■■■「ディア・ウーマン/ジョン・ランディス」<マスターズ・オブ・ホラー>■■■
(55点/モンスターホラー)
刑事であるファラデーは、以前に関わったある事件から受けたトラウマの為にすっかり腑抜けのような存在になってしまい、刑事課の同僚からは白い目で見られ、今では刑事課にありながら『動物関連の苦情処理担当』という閑職に就けられていた。
しかしそんなある日、一人の長距離トラックの運転手が『何か巨大な重量物に轢き潰されて、ミンチのような状態』となった死体で発見される。
死体から動物の蹄(ひづめ)の痕跡を発見した彼は、鹿のような巨大な野生動物の仕業では無いかと考え調査を開始するが、被害者の最期の目撃情報は『目の覚めるようなネイティブアメリカンの美女と酒場を出て行った』という情報のみ…
やがて、同様の手口で第2、第3の殺人が発生するが、ここでも有力な手がかりは無く、ただ同様に『ネイティブアメリカンの美女』が目撃されていた。
事件の捜査は暗礁へと乗り上げるが、そんな折、彼はインディアン達の間に昔から伝承として伝わる『鹿女(ディアウーマン)』の噂を耳にするのだった…
世界的に有名なホラー監督が競演する「マスターズ・オブ・ホラー」シリーズよりジョン・ランディス監督によるモンスターホラー。
ジョン・ランディス監督と言うと、ホラーよりもむしろ「ブルース・ブラザーズ」や「星の王子ニューヨークへ行く」等のコメディ映画の監督というイメージが強いですが、ホラーファン的には当時の最先端SFXを駆使した変身シーンが話題を呼んだ「狼男アメリカン」の監督として忘れられない存在です。
「ディアウーマン」ってタイトルを最初に聞いた時に、「Dear Worman」かと思って『ラブストーリーっぽいホラーなのかな?』と思ってたら、「Dear」ではなく「ディアハンター」とかの「Deer(鹿)」の方だったんですな…

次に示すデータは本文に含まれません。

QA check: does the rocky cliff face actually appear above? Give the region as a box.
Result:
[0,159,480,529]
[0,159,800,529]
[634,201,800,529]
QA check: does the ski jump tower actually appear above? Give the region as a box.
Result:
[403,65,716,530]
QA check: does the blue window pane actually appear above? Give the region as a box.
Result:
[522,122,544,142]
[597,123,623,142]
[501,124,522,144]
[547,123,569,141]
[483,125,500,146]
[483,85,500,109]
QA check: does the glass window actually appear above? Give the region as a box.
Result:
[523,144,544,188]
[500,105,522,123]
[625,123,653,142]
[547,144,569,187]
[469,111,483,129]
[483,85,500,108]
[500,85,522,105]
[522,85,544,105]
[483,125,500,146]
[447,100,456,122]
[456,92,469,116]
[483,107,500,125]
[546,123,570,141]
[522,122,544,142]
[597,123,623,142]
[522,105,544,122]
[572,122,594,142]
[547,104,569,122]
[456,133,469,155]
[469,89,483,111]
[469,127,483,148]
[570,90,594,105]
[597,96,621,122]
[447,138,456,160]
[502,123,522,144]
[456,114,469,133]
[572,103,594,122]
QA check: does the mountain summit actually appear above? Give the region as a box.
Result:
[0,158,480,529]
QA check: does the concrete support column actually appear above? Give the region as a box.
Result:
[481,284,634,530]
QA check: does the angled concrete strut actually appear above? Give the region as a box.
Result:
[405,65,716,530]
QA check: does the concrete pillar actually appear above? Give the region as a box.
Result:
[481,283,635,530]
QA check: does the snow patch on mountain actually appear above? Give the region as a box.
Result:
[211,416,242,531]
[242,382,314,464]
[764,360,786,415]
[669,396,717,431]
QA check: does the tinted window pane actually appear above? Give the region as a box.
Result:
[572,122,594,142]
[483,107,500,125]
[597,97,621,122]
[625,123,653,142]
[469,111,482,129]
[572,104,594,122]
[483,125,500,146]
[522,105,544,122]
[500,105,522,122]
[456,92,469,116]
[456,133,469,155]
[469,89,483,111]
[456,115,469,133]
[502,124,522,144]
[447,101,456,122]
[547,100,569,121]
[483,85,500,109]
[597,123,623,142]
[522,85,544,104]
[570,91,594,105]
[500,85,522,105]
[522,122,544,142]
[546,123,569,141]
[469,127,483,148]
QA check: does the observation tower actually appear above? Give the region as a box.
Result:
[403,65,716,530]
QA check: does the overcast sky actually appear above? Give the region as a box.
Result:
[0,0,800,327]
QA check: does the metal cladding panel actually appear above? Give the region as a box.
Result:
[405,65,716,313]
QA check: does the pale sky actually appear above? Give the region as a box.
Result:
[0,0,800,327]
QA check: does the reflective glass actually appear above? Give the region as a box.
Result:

さて「狼男アメリカン」は、怖い中にもお笑いのセンスを多分に含んだ『ユーモアホラーの快作』でしたが、本作でもそのユーモアのセンスは健在で楽しませてくれます。
特に中盤辺りに、『主人公が事件のあらましを色んなパターンで推理しながら想像する』というシーンがあるのですが…
『鹿の足の剥製を持った女性が被害者を撲殺する…』というアホらしいシーンに始まって、絶対に有り得ないような様々なシチュエーションをマジメに想像する主人公の姿が、余りにも突き抜けたバカバカしさを醸(かも)し出しており、ハッキリいって爆笑必至!!
一見、シリアスなストーリー運びでマジメっぽく謎を提示しておいて、『そんなオチかよ!!』って言うような問答無用の力技っぽいストーリー展開も、ここまで来るとかえって痛快でバカバカしくも納得してしまうパワーがあります。
B級で金かかって無いな…と感じるながらもしっかりとツボは押さえた作りで、ユーモアのセンスのみではなくストーリーの運び等も非常に軽快で面白いですし、ホラーとしての肝となるシーンを踏まえながらも要所要所で思わずクスリと笑わされてしまうというブラックなセンスの良さは、流石はコメディ畑の監督だな…と思わず納得してしまう所でしょう。
ただ、少々不満点を上げるとしたら、ラストが余りにも唐突過ぎてオチが訳が分からないといった点になりますが…
そういや、「狼男アメリカン」も結構唐突なオチだったよなぁ?とか思い出してみたりもしたので、この監督はこういう芸風なのかも?
総評としましては、非常にホラー初心者にもオススメできるタイプの万人向けのユーモアホラーの快作と言える作品だと思います。
特に結構ドギツい作品が多い「マスターズ・オブ・ホラー」の中で、本作と同時に収録されているジョー・ダンテ監督も、ユーモアホラーを撮らせると非常に上手い監督ですので、本作の収録されているDVDは、まさに『初心者向けパック』と言えるかも?
ホラーとしての怖さは余り無いですが、特に観る人を選ばずに鑑賞する事が出来る作品だと思いますので、誰かと一緒に観る際等の接待向けにちょうど良いかもしれませんよ。